Why Was Four Loko Banned and Later Reformulated?

Four Loko was effectively banned in its original form in November 2010 when the FDA declared that caffeine added to alcoholic malt beverages is an “unsafe food additive.” The original 23.5-ounce can packed 12% alcohol alongside 156 milligrams of caffeine, guarana, and taurine, a combination that masked how drunk people actually were and led to a wave of hospitalizations among young drinkers.

What Made the Original Formula Dangerous

The “four” in Four Loko referred to its four key ingredients: alcohol, caffeine, guarana (a caffeine-rich plant), and taurine (an amino acid some believed could boost performance). A single can contained roughly the equivalent of four or five standard drinks’ worth of alcohol, but the caffeine kept drinkers feeling alert even as their blood alcohol climbed to dangerous levels.

This creates what researchers have called “wide-awake drunk.” Caffeine blocks the brain receptors responsible for making you feel sleepy and uncoordinated when you drink. Normally, those effects act as a built-in warning system: you get drowsy, you slow down, you stop drinking. Caffeine shuts that signal off. At the same time, caffeine amplifies the pleasurable, rewarding effects of alcohol by boosting dopamine activity in the brain. The result is that people drink more, feel less impaired than they actually are, and chase stronger effects of both substances simultaneously.

The Incident That Sparked the Crackdown

In October 2010, nine students aged 17 to 19 from Central Washington University were hospitalized after a house party in Roslyn, Washington. Their blood alcohol levels ranged from .123 to .35, with the highest level approaching a potentially fatal concentration. Investigators from the Washington State Attorney General’s office linked the hospitalizations directly to alcoholic energy drinks, ruling out earlier suspicions of date-rape drugs.

That incident became national news and set off a rapid chain of state-level actions. Washington’s Liquor Control Board voted to ban alcoholic energy drinks statewide, effective November 18, 2010. New York’s governor announced that Phusion Projects, Four Loko’s maker, was pulling the product from the state, and the New York State Liquor Authority formally banned sales as of November 19. Michigan and Oklahoma both voted to ban alcoholic energy drinks over health and safety concerns. Pennsylvania’s liquor control board sent letters urging distributors to stop selling the drink, stopping just short of a formal ban. Utah, which runs its own alcohol distribution system, had never allowed the products to be sold in the first place.

The FDA’s Federal Action

On November 17, 2010, the FDA sent warning letters to four companies producing caffeinated alcoholic malt beverages, including Phusion Projects. The letters stated that the added caffeine was an “unsafe food additive” under federal law and warned that further action, including seizure of their products, was possible. This classification was the result of a year-long FDA evaluation of these products.
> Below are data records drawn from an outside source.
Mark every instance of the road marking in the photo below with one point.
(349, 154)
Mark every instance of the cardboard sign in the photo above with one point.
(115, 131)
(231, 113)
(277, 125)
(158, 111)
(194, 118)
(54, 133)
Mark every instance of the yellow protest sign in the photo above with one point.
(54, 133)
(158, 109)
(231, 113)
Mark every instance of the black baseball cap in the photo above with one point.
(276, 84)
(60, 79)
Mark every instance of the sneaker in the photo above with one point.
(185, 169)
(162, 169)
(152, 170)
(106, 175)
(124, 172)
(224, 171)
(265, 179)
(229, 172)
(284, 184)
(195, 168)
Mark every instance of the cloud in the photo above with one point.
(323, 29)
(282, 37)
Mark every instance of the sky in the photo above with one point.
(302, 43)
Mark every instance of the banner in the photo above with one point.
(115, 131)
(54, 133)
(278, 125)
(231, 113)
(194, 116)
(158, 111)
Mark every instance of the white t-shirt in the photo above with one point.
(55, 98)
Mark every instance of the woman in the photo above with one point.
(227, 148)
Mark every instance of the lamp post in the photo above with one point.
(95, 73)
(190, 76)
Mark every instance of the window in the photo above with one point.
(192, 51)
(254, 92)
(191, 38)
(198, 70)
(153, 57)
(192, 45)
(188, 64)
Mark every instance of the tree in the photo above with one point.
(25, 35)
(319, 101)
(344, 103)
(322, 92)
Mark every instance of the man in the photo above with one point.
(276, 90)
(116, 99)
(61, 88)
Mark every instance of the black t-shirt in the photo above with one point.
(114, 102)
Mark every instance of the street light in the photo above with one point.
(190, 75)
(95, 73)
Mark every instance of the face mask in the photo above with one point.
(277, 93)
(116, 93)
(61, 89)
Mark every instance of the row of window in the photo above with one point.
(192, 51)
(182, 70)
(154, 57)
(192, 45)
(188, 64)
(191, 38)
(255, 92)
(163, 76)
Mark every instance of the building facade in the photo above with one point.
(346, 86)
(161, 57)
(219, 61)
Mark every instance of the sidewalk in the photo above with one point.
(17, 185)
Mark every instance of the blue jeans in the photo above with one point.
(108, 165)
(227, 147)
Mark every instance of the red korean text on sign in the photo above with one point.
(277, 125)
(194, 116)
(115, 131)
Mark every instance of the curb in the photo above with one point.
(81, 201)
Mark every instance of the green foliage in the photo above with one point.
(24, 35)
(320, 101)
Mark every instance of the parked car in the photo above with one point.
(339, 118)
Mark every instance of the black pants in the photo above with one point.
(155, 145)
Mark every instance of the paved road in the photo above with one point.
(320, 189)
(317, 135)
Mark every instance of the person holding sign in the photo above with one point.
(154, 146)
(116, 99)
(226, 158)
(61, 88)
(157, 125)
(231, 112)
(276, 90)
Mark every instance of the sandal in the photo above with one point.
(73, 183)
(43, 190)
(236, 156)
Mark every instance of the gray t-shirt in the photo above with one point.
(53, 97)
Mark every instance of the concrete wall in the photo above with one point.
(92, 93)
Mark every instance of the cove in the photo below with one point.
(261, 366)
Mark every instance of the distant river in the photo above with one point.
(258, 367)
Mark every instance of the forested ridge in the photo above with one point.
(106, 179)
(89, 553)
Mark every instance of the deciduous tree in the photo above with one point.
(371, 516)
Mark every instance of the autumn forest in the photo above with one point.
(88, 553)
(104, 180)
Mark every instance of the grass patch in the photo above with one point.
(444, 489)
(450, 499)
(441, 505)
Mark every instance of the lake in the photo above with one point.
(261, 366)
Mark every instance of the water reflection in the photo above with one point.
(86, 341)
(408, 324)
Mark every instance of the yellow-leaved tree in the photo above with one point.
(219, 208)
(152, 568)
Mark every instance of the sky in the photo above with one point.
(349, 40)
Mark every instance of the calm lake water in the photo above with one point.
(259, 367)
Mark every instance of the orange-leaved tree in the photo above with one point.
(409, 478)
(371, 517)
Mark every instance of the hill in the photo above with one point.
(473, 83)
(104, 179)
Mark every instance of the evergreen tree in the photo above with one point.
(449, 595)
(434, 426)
The Alcohol and Tobacco Tax and Trade Bureau, which regulates alcohol labeling, followed up by notifying the same companies that if the FDA deemed their products adulterated, they would also be considered mislabeled under federal alcohol law, making it illegal to sell or ship them across state lines. Between the FDA’s safety ruling and the TTB’s labeling authority, the two agencies effectively made it impossible to legally distribute the original formula.

How the Product Was Reformulated

Facing federal enforcement and a growing list of state bans, Phusion Projects announced in late November 2010 that it would remove caffeine, guarana, and taurine from Four Loko’s formula. The reformulated version kept the high alcohol content but dropped all three stimulants, eliminating the combination that regulators and health officials had identified as the core danger.

Four Loko didn’t disappear from shelves entirely. It returned as a non-caffeinated malt beverage, still sold in large cans with high alcohol content. But the version that earned its reputation, the one that combined a potent dose of alcohol with enough stimulants to keep drinkers from realizing how intoxicated they were, was gone.

The FTC Settlement Over Labeling

The regulatory scrutiny didn’t end with the reformulation. In 2013, the Federal Trade Commission took action against Phusion Projects for deceptive advertising. The resulting settlement required the company to include an “Alcohol Facts” panel on any product containing more than 1.2 ounces of pure alcohol (the equivalent of about two standard drinks). This was designed to make it harder for consumers to underestimate how much alcohol they were actually consuming from a single can. A modified order in 2014 revised the disclosure format to align with federal labeling guidance.

The caffeine-in-alcohol rule still stands today. The FDA has not reversed its classification of caffeine as an unsafe additive in pre-packaged malt beverages. While you can obviously order a vodka Red Bull at a bar, manufacturers cannot sell pre-mixed caffeinated alcoholic drinks on store shelves. The distinction comes down to who adds the caffeine: a bartender mixing two legal products at your request is different, in regulatory terms, from a manufacturer selling a pre-made combination that the FDA has deemed unsafe.